Shortly before 7 p.m., about five or six apparent right-wingers were arguing with the protesters around them, Fischer said. In footage of the incident, the men all appear to be wearing dark jackets, khakis and face coverings or balaclavas.
One of the men unholstered a can of pepper spray and began aiming it at everyone standing nearby, which Fischer said included both student protesters and members of the press. Another member of the group then grabbed the canister and sprayed it in a circular motion.
Fischer said that he was one of the last people sprayed and that he believed he was deliberately targeted.

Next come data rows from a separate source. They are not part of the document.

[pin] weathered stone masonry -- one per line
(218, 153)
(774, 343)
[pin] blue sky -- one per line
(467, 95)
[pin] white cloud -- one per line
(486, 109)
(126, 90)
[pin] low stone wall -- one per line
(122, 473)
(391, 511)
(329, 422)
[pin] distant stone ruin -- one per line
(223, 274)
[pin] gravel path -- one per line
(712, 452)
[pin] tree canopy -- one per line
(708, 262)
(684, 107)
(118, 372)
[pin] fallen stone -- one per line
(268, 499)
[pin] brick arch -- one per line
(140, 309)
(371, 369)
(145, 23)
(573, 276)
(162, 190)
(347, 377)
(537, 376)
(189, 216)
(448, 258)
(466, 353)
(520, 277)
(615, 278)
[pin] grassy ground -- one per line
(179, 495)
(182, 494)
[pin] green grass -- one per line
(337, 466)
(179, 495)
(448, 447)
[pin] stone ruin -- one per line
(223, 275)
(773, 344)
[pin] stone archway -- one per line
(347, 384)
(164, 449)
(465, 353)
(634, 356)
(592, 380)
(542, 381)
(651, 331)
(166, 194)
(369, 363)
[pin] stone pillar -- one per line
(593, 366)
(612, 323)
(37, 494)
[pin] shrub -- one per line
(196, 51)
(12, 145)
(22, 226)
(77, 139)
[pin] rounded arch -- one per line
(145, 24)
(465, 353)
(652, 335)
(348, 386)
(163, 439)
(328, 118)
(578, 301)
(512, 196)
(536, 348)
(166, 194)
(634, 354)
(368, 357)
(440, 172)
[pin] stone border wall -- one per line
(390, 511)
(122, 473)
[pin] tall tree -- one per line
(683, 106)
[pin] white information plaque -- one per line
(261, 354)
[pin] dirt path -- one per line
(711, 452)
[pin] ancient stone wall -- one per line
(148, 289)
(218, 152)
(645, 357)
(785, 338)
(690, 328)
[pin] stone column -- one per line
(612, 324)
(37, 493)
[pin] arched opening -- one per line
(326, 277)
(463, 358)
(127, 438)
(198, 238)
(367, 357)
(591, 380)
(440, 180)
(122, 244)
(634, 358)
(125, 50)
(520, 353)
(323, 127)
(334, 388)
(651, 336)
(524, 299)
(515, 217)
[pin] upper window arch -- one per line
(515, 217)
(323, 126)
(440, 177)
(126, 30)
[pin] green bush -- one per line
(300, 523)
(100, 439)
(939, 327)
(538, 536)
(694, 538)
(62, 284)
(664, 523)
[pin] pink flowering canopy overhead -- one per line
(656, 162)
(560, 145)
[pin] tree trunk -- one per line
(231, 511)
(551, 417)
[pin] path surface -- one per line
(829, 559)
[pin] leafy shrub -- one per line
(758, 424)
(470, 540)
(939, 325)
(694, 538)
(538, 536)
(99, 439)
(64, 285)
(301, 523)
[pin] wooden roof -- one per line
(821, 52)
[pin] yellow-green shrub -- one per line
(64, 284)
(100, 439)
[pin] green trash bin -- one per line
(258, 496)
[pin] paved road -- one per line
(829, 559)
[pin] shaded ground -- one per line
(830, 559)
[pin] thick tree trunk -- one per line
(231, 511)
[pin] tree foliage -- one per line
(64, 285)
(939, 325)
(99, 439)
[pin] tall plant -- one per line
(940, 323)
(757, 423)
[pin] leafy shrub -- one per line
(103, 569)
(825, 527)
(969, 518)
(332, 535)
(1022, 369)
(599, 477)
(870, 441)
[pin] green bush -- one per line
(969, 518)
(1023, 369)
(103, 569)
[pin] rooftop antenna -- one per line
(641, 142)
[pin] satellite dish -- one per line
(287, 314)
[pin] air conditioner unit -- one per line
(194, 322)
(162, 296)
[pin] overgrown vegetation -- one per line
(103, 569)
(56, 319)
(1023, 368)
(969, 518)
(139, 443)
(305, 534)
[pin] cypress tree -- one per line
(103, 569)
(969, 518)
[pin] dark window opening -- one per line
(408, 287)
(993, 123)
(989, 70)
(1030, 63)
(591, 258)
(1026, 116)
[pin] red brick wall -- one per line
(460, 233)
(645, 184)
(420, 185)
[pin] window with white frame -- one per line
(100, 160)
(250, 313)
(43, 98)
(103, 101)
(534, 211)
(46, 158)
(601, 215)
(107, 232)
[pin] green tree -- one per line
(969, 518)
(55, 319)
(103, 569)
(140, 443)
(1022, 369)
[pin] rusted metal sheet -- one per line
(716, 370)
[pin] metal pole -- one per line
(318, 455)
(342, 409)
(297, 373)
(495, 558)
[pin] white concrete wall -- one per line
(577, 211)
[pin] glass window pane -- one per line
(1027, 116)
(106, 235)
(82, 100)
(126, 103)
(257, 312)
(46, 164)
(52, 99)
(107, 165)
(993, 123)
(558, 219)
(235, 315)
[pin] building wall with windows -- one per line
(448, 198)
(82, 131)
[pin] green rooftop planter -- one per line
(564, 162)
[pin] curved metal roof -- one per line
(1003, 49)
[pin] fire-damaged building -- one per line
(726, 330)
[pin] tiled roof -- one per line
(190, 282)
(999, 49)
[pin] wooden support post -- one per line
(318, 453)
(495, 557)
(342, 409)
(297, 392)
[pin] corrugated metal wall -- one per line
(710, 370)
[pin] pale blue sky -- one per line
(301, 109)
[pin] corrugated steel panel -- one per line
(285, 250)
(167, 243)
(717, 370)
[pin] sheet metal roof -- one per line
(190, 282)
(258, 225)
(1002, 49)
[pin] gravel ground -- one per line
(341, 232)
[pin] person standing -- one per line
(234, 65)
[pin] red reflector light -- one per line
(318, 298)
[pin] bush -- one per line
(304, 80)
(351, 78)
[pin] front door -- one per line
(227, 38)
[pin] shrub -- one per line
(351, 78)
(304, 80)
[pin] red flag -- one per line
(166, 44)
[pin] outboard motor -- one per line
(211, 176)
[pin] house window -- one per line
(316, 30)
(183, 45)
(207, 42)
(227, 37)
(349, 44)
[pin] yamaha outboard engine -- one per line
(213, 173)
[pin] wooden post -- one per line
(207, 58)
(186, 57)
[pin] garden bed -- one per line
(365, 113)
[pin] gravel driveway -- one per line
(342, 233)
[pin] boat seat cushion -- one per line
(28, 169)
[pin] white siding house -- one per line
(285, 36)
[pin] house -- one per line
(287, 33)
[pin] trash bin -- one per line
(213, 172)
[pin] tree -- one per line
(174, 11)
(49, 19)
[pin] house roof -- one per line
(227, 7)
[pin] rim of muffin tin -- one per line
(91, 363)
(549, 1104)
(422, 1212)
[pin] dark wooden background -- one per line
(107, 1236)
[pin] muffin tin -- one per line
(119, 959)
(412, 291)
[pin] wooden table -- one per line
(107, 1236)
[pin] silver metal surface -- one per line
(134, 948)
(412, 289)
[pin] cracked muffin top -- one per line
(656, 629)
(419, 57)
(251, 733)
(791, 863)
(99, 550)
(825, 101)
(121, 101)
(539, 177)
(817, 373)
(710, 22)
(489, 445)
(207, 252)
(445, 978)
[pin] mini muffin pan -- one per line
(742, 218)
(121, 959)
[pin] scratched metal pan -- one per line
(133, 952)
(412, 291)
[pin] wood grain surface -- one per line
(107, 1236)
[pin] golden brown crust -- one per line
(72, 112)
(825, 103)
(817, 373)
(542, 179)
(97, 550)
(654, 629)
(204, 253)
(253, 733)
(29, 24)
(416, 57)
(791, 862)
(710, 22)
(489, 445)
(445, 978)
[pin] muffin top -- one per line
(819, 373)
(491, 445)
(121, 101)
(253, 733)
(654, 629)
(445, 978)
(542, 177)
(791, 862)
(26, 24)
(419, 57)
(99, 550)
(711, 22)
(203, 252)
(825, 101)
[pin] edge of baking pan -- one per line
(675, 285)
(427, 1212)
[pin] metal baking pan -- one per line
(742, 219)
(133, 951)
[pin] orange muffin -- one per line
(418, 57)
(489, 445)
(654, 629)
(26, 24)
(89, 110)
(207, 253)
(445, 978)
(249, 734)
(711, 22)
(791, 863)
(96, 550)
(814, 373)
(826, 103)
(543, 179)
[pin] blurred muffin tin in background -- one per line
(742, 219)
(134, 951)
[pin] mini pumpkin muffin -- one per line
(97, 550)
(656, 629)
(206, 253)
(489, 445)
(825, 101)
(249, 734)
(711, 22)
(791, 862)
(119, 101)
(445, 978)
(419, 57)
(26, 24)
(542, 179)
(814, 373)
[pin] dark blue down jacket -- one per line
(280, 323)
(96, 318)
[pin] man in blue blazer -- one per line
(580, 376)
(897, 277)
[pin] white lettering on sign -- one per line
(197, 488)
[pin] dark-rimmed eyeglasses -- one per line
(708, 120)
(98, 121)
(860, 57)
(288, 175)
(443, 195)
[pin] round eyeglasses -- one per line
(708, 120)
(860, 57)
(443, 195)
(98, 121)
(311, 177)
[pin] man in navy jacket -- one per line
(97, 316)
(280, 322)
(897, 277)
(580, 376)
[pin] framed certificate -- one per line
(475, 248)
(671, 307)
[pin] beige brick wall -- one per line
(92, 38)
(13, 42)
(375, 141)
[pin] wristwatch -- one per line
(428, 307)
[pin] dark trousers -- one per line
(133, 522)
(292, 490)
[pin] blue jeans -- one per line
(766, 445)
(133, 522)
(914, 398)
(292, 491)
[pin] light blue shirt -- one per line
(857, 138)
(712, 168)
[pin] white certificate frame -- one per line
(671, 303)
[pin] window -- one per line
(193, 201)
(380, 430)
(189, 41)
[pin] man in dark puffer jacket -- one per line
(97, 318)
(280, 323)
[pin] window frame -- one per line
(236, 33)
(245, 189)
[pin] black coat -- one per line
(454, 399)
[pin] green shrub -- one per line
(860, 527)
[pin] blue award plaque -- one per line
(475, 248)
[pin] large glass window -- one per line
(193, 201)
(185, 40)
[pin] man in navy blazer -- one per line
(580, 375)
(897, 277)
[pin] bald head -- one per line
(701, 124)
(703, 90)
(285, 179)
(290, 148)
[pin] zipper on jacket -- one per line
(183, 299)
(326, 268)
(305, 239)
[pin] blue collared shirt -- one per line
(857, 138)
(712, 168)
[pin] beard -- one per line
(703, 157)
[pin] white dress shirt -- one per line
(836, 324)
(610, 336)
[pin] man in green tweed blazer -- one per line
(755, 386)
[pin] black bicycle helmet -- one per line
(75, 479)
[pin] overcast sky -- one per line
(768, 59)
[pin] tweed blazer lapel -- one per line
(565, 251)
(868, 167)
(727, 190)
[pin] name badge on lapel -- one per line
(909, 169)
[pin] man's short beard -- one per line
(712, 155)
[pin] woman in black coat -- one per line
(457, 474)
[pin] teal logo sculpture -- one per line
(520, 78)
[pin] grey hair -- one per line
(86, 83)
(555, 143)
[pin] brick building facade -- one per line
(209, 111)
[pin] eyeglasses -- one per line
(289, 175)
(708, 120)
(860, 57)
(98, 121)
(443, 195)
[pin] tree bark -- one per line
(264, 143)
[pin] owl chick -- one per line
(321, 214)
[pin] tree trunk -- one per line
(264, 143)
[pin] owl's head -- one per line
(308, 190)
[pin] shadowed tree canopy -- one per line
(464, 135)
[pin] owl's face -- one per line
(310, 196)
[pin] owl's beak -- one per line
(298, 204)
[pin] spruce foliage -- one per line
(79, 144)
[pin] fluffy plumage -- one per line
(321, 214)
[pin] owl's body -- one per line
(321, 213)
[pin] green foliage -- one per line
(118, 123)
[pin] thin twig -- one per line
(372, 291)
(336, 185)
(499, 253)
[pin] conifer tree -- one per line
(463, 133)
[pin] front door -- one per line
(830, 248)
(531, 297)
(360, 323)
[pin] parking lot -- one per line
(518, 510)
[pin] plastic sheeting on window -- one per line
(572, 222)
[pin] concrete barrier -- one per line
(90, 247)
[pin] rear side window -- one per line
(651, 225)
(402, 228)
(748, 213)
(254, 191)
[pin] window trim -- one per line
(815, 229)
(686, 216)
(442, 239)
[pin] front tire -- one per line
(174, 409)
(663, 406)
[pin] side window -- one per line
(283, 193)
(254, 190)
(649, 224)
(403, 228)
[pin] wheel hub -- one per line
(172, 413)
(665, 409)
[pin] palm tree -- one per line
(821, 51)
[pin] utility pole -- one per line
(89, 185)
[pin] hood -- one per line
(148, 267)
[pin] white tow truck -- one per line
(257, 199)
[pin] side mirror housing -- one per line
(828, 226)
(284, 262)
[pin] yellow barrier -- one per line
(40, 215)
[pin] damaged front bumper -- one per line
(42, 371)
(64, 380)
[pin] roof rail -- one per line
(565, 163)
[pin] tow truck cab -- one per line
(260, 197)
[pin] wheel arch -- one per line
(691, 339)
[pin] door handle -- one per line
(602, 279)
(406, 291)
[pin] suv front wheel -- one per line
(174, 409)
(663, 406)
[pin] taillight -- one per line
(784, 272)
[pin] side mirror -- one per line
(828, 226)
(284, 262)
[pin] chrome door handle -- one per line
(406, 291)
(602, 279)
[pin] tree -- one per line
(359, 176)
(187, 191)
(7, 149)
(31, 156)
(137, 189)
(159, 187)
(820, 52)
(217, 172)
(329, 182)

“I’ve been maced, but I have never, ever ever felt the kind of pain and directness that that had, where it was straight into my eye,” he said. “There’s no way that it wouldn’t have been intentional: He had to have known I was press.”
Fischer said he was wearing press credentials issued by Congress and the National Press Photographers Association and was filming with a conspicuous professional camera with a phone mounted on it.
“I was completely debilitated. I was in absolute, unbearable pain for about half an hour,” Fischer said. He added that multiple students and other members of the press came to his aid, but the officers who witnessed the attack neither attempted to apprehend the individual nor asked him for a statement.
At least one other journalist, freelance photojournalist Zach Roberts, was also targeted with the chemical irritant. The Tracker has documented that incident here.
According to The Washington Post, students had petitioned the university ahead of the event to cancel it. In a statement released on Oct. 11, the administration initially said it would allow the event to take place on the basis of upholding freedom of speech. Citing escalating violence, the university ultimately canceled the event less than an hour before its scheduled start time, notifying students through the university’s alert system at 7:19 p.m., according to VICE News.
When reached for comment, the university directed the Tracker to various statements released before and after the event was canceled.
“Tonight, Stein and McInnes will celebrate a victory for being canceled, when in actuality, they contributed to the very violence that compromised their ability to speak,” Penn State President Neeli Bendapudi said in a statement. “Tonight, counter-protestors also will celebrate a victory that they forced the University to cancel this event, when in actuality they have furthered the visibility of the very cause they oppose.”
A statement released by the event organizers, Uncensored America, the following day condemned the violence.